LAT1 is the transport competent unit of the LAT1/CD98 heterodimeric amino acid transporter

• Published in: The international journal of biochemistry & cell biology Vol. 67; pp. 25 - 33
• Main Authors: Napolitano, Lara, Scalise, Mariafrancesca, Galluccio, Michele, Pochini, Lorena, Albanese, Leticia Maria, Indiveri, Cesare
• Format: Journal Article
• Language: English
• Published: Netherlands Elsevier Ltd 01.10.2015
• Subjects: amino acid transporters; amino acids; Amino Acids - metabolism; asymmetry; Biological Transport; catalytic activity; CD98; Cell Line, Tumor; Egg Yolk - chemistry; Epithelial Cells - cytology; Epithelial Cells - metabolism; Escherichia coli - genetics; Escherichia coli - metabolism; Gene Expression; Heterodimer; Histidine; Humans; hydrophilicity; hydrophobicity; Kinetics; Large Neutral Amino Acid-Transporter 1 - chemistry; Large Neutral Amino Acid-Transporter 1 - genetics; Large Neutral Amino Acid-Transporter 1 - metabolism; LAT1; Models, Molecular; Phospholipids - chemistry; Protein Multimerization; Proteolipids - chemistry; Proteolipids - metabolism; Proteoliposomes; Recombinant Proteins - chemistry; Recombinant Proteins - genetics; Recombinant Proteins - metabolism; reducing agents; Structural Homology, Protein; therapeutics; thiols; transmembrane proteins; Transport; tritium; CATs; BBB; BCH; TX-100; Heterodimer; Proteoliposomes; C12E8; LAT1; Histidine; DTE; LATs; Transport; CD98
• ISSN: 1357-2725; 1878-5875
• DOI: 10.1016/j.biocel.2015.08.004

•[3H]His transport was measured in intact SiHa and in proteoliposomes.•Cleavage of disulfide between CD98 and LAT1 did not modify transport properties.•Transport in proteoliposomes reconstituted with the sole hLAT1 confirmed data.•Therefore, LAT1 is the sole transport competent unit of the heterodimer. LAT1 (SLC7A5) and CD98 (SLC3A2) constitute a heterodimeric transmembrane protein complex that catalyzes amino acid transport. Whether one or both subunits are competent for transport is still unclear. The present work aims to solve this question using different experimental strategies. Firstly, LAT1 and CD98 were immuno-detected in protein extracts from SiHa cells. Under oxidizing conditions, i.e., without addition of SH (thiol) reducing agent DTE, both proteins were revealed as a 120kDa major band. Upon DTE treatment separated bands, corresponding to LAT1(35kDa) or CD98(80kDa), were detected. LAT1 function was evaluated in intact cells as BCH sensitive [3H]His transport inhibited by hydrophobic amino acids. Antiport of [3H]His was measured in proteoliposomes reconstituted with SiHa cell extract in presence of internal His.

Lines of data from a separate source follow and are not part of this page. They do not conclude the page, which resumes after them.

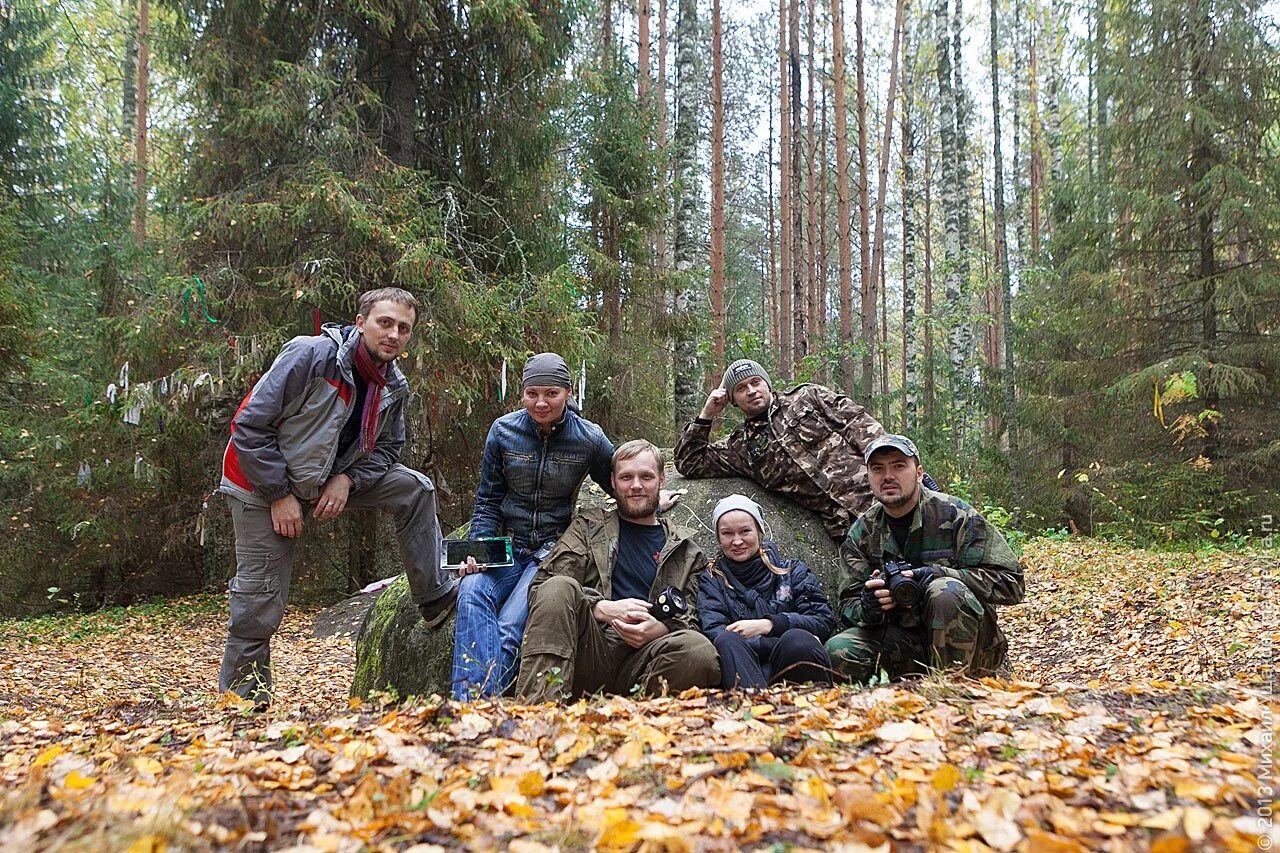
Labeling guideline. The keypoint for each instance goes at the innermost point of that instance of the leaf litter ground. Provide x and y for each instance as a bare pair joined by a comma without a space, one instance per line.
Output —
1141,716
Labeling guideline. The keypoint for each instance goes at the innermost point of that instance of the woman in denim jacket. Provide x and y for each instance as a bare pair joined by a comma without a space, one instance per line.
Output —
534,461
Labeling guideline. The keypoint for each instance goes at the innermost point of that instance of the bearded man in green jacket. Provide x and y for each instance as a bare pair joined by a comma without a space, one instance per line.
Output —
599,609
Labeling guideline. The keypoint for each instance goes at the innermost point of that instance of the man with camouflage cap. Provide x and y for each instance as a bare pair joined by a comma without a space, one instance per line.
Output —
961,564
805,443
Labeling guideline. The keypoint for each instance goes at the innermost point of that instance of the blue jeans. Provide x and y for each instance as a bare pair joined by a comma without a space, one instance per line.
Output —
493,607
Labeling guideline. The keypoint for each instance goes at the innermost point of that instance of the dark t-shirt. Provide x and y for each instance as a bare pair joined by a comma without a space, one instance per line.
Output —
900,528
351,429
639,546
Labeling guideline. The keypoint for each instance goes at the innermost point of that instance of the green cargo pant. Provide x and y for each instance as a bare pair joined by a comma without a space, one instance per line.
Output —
949,630
567,653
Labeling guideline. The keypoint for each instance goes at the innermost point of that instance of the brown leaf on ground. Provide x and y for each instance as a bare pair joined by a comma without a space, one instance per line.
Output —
1137,720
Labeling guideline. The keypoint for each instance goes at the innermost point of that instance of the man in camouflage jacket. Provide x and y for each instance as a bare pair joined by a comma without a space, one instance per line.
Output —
960,560
805,443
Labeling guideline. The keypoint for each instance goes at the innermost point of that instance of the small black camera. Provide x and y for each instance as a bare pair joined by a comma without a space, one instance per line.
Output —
905,591
670,603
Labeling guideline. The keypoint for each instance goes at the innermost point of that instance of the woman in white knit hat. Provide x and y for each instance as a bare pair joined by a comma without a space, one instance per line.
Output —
768,616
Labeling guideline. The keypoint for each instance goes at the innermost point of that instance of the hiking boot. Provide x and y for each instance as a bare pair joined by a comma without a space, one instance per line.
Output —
437,611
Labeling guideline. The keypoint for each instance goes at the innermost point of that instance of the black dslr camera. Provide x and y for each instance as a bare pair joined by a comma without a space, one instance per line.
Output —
670,603
905,591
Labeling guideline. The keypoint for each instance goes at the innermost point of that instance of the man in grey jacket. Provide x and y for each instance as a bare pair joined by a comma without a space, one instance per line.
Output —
323,428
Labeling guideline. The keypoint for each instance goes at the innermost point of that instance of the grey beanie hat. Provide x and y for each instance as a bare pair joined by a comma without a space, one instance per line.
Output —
737,502
741,370
545,369
890,441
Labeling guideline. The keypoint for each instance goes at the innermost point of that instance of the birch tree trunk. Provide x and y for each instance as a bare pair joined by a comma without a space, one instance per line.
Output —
997,196
661,242
717,242
688,387
140,147
643,41
882,178
798,237
775,333
910,345
844,215
867,286
810,192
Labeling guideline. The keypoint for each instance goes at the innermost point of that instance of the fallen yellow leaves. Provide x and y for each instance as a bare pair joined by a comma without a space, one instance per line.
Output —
1043,763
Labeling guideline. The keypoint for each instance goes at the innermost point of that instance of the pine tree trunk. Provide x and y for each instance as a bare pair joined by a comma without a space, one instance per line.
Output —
867,286
823,215
661,242
772,316
717,242
927,227
607,31
129,73
1202,208
882,177
798,238
688,386
1036,160
643,83
910,346
844,215
810,194
786,200
140,147
823,256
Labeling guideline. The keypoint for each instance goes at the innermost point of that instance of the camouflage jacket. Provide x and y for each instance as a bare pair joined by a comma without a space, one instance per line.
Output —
947,534
589,548
808,447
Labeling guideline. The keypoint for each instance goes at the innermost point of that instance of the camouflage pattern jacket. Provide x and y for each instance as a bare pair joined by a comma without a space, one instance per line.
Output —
589,548
947,534
808,447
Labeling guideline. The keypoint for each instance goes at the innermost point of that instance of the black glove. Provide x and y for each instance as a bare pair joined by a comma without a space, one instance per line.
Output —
872,612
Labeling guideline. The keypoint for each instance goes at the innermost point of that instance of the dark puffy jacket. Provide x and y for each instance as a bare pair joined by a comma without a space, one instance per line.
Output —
794,600
529,479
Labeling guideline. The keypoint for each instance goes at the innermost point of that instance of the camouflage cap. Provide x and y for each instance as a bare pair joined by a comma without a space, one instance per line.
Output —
888,441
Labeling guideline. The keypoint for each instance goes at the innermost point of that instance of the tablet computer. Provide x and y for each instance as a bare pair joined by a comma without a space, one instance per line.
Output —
488,551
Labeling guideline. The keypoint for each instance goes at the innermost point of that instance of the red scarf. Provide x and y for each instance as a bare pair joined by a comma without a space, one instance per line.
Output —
375,375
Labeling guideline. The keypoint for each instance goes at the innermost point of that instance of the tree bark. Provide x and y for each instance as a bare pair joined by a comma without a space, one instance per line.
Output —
798,237
643,82
717,242
882,178
844,215
661,243
786,200
140,147
688,387
929,379
810,191
910,346
867,282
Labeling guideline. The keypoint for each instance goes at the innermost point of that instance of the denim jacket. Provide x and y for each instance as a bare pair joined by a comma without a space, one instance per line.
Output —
529,479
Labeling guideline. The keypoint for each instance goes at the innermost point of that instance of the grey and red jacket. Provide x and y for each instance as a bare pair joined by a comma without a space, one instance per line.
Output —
284,434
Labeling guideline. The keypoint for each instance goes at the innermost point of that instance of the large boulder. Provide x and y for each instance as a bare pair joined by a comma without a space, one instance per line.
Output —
396,652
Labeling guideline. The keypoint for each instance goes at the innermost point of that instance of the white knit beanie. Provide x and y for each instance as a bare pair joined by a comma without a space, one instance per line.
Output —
737,502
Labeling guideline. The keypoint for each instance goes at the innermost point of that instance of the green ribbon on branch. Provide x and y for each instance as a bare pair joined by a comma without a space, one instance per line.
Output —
204,302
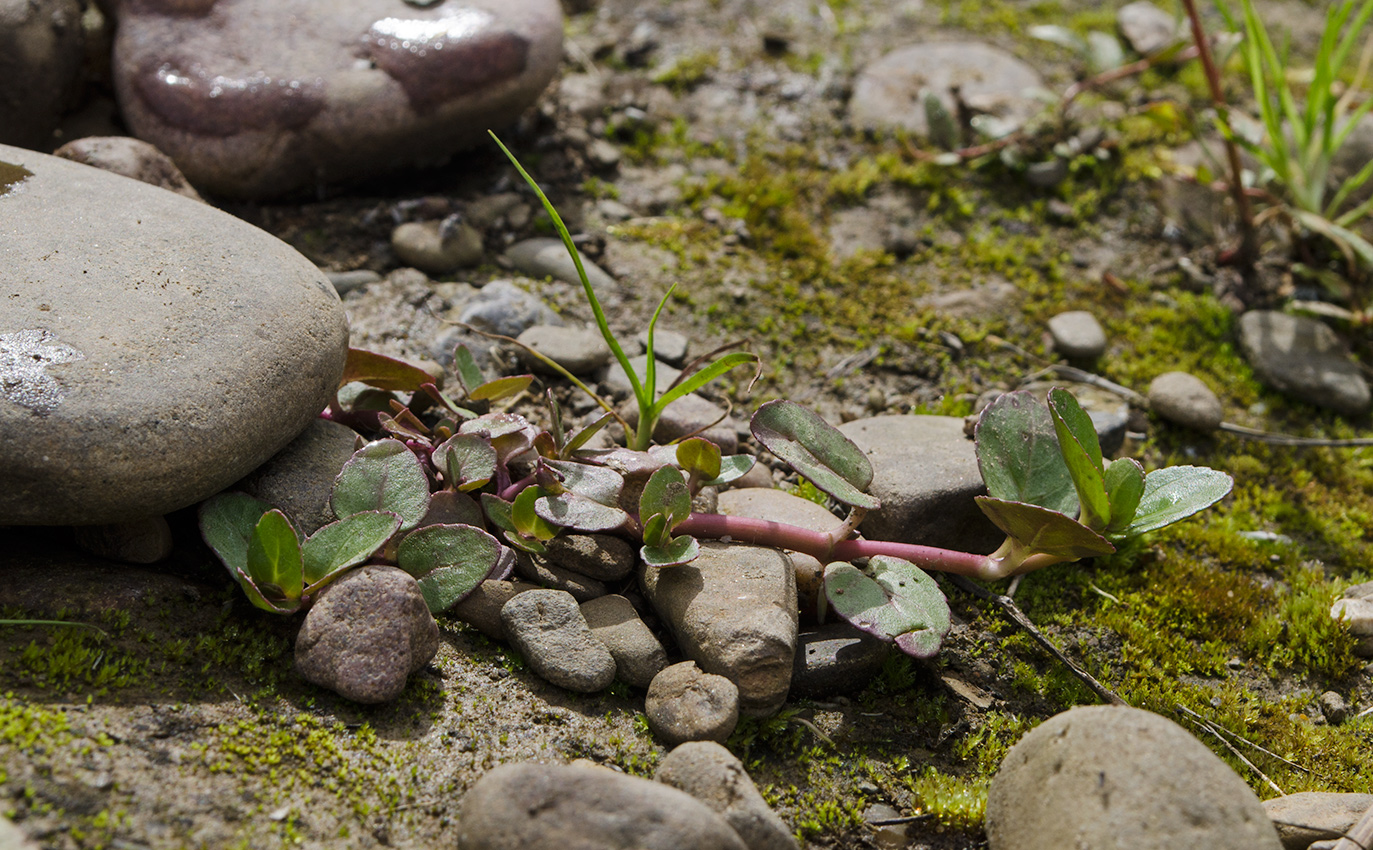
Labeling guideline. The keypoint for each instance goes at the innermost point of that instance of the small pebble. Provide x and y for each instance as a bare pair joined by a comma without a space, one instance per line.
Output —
684,703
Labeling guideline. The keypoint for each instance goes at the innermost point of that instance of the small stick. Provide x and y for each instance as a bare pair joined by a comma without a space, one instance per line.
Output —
1016,615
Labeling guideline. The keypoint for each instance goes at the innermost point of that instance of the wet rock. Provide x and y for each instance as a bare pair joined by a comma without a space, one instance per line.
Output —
713,775
1148,28
889,94
551,633
482,607
1184,400
365,633
545,257
253,99
300,478
532,806
639,657
777,506
926,474
437,247
139,541
836,658
131,158
1121,777
578,350
1303,359
684,705
600,556
537,570
144,323
1310,816
1078,335
40,67
504,308
733,611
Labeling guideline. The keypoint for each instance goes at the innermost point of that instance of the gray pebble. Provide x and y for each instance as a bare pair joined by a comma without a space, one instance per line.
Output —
684,703
551,633
639,657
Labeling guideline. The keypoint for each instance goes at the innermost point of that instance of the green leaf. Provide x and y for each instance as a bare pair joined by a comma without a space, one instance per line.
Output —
227,525
383,372
674,552
891,599
666,495
574,511
526,518
1175,493
1018,453
464,365
1125,486
275,559
732,467
699,457
1044,530
467,460
1082,452
816,449
382,475
449,562
345,544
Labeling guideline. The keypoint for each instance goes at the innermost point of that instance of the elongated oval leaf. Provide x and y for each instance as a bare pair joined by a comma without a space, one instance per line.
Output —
816,449
1018,453
1082,452
275,559
448,562
346,543
1125,486
1042,530
891,599
1175,493
227,523
382,475
467,460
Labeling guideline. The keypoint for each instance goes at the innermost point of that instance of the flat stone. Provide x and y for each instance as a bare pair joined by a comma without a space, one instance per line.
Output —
129,158
153,349
600,556
257,98
685,703
639,657
547,257
532,806
551,633
41,50
926,474
1303,359
733,611
437,247
300,478
889,94
1078,335
713,775
1184,400
1111,776
578,350
1311,816
365,633
836,658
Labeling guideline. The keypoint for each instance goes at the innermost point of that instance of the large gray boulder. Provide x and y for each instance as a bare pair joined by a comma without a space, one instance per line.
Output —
1111,776
153,349
256,98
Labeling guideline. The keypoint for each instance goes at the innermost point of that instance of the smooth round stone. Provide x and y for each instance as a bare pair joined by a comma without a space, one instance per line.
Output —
257,98
153,349
890,92
1112,776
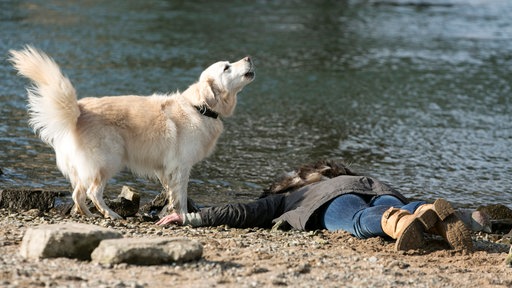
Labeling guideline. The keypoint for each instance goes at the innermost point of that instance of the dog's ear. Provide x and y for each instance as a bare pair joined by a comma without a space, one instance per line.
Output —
209,93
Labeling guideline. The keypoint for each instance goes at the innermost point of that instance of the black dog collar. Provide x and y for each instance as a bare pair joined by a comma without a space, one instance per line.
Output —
203,109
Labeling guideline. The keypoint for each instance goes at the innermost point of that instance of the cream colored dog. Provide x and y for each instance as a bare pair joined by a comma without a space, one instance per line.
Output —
160,136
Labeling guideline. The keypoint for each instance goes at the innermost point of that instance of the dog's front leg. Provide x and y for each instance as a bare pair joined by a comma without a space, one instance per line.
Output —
177,191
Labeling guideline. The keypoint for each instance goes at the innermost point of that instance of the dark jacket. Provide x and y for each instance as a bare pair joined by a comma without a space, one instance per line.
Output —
299,208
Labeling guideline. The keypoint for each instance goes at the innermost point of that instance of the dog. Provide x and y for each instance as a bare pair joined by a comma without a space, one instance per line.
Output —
159,136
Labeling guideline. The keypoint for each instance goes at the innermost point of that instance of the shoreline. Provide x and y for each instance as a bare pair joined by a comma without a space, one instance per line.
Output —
257,258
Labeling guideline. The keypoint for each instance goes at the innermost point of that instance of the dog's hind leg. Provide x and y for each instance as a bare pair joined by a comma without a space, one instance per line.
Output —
178,190
175,186
95,193
79,198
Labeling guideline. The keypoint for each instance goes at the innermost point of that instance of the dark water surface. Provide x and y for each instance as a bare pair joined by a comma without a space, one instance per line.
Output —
414,93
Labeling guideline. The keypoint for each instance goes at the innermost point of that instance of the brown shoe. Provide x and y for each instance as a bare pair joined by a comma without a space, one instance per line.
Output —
448,225
405,227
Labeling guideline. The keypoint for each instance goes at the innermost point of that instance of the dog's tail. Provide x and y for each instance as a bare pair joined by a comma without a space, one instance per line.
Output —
53,106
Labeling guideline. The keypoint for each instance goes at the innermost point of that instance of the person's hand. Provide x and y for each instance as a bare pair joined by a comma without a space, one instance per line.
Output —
173,218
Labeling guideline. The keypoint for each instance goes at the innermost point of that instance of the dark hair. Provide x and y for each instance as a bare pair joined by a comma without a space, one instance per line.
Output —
307,174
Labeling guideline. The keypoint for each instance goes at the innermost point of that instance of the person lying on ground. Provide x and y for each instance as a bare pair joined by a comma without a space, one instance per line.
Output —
328,195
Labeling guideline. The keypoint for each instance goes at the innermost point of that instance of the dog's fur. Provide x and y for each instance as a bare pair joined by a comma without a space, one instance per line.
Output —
160,136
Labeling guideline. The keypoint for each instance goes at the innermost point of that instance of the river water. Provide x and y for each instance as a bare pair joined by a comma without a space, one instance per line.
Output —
415,93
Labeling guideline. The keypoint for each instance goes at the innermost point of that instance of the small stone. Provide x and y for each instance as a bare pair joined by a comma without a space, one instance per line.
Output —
70,240
508,260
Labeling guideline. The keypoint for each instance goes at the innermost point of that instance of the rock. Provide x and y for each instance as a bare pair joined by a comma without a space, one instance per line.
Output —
27,199
70,240
140,251
127,203
157,208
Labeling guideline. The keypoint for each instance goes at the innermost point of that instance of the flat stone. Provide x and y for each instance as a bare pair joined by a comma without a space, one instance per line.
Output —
140,251
70,240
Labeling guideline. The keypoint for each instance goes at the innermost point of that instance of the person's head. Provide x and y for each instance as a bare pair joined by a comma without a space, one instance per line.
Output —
307,174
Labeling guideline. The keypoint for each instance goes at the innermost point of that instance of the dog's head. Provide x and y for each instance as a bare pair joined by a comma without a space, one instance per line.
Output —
220,83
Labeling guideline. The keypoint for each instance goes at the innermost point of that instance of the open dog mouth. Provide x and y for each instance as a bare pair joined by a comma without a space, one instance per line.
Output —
250,74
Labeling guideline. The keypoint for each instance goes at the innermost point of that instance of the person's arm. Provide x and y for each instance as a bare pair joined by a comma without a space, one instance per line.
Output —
259,213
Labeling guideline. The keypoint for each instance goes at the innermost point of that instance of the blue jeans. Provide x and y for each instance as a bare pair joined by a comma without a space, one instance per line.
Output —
352,213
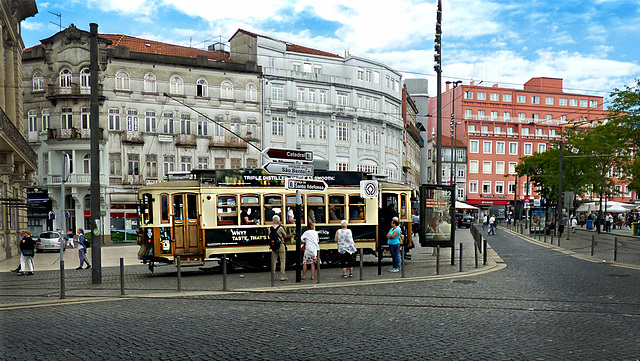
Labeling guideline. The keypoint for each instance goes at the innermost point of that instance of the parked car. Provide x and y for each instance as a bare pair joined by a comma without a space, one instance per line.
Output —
48,241
464,220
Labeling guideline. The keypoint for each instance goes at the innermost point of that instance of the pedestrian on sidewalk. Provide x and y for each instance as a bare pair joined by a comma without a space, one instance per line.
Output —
82,249
346,248
27,251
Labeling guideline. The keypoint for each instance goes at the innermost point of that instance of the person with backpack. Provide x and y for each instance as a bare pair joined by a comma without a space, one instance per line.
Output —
277,234
82,249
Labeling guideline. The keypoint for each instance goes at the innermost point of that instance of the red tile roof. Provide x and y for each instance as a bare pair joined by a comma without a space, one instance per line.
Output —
294,47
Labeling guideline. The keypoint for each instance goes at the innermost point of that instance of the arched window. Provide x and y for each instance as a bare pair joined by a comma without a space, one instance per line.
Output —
202,88
65,78
150,83
122,80
252,93
38,81
176,85
85,78
226,90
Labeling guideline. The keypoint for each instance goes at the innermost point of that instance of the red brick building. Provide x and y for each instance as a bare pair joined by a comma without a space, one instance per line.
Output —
501,125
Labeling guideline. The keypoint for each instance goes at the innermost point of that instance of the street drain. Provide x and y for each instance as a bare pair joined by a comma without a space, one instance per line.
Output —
465,282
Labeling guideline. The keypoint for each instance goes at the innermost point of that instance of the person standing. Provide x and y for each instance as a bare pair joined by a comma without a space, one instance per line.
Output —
281,252
82,249
27,251
311,250
346,248
393,240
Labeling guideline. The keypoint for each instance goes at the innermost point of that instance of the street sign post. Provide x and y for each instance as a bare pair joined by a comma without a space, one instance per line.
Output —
289,154
305,184
288,169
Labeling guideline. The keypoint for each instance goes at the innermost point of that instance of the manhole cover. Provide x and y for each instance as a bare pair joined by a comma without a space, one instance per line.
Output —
617,275
465,282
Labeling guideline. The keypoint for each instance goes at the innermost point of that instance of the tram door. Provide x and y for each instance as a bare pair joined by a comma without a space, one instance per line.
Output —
186,223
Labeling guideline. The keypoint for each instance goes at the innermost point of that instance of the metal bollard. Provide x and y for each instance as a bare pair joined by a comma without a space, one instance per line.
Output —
179,276
224,272
438,259
460,266
361,265
122,276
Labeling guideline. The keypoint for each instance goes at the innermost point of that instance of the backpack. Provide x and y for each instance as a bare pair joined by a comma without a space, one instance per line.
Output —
274,240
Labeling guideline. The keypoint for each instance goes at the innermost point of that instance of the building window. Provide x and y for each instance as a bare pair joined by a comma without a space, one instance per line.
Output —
473,186
132,120
38,81
133,164
252,93
277,126
84,118
152,165
122,80
150,83
176,85
66,118
150,121
226,90
202,88
343,131
65,78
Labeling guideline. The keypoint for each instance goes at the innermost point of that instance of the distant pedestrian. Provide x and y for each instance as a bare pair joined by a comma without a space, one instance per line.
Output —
346,248
27,251
82,249
310,239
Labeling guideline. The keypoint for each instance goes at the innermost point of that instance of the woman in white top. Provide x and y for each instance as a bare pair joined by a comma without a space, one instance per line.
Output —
311,250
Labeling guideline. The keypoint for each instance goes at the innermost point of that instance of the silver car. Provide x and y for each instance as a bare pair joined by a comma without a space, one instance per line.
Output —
48,240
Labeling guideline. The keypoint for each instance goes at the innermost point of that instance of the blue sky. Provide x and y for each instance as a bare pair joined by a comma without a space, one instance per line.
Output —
593,44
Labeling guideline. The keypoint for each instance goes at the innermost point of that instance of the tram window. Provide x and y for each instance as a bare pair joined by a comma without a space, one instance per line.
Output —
250,209
227,211
336,208
291,210
272,207
164,208
192,206
356,209
177,207
316,209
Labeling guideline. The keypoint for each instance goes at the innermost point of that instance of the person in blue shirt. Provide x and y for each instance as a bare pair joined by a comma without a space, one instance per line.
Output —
393,240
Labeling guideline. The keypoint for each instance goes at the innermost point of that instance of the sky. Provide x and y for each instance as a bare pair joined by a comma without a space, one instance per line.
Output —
594,45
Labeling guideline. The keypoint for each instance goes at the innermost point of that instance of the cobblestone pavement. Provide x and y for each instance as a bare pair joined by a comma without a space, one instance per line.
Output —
544,305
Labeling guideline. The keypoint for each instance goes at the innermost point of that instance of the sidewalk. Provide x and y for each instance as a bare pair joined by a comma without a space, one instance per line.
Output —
44,285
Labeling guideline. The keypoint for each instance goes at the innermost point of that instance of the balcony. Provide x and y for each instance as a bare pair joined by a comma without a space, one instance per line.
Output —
227,142
186,140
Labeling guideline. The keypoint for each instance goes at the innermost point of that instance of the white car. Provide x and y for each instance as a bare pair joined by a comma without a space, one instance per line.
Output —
48,240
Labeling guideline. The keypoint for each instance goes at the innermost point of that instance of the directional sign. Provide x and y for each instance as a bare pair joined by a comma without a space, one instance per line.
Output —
305,184
289,154
288,169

Transport was increased by DTE. Hydrophobic amino acids were best inhibitors in addition to hydrophilic Tyr, Gln, Asn and Lys. Cys, Tyr and Gln, included in the intraliposomal space, were transported in antiport with external [3H]His. Similar experiments were performed in proteoliposomes reconstituted with the recombinant purified hLAT1. Results overlapping those obtained with native protein were achieved. Lower transport of [3H]Leu and [3H]Gln with respect to [3H]His was detected. Kinetic asymmetry was found with external Km for His lower than internal one. No transport was detected in proteoliposomes reconstituted with recombinant hCD98. The experimental data demonstrate that LAT1 is the sole transport competent subunit of the heterodimer. This conclusion has important outcome for following studies on functional characterization and identification of specific inhibitors with potential application in human therapy.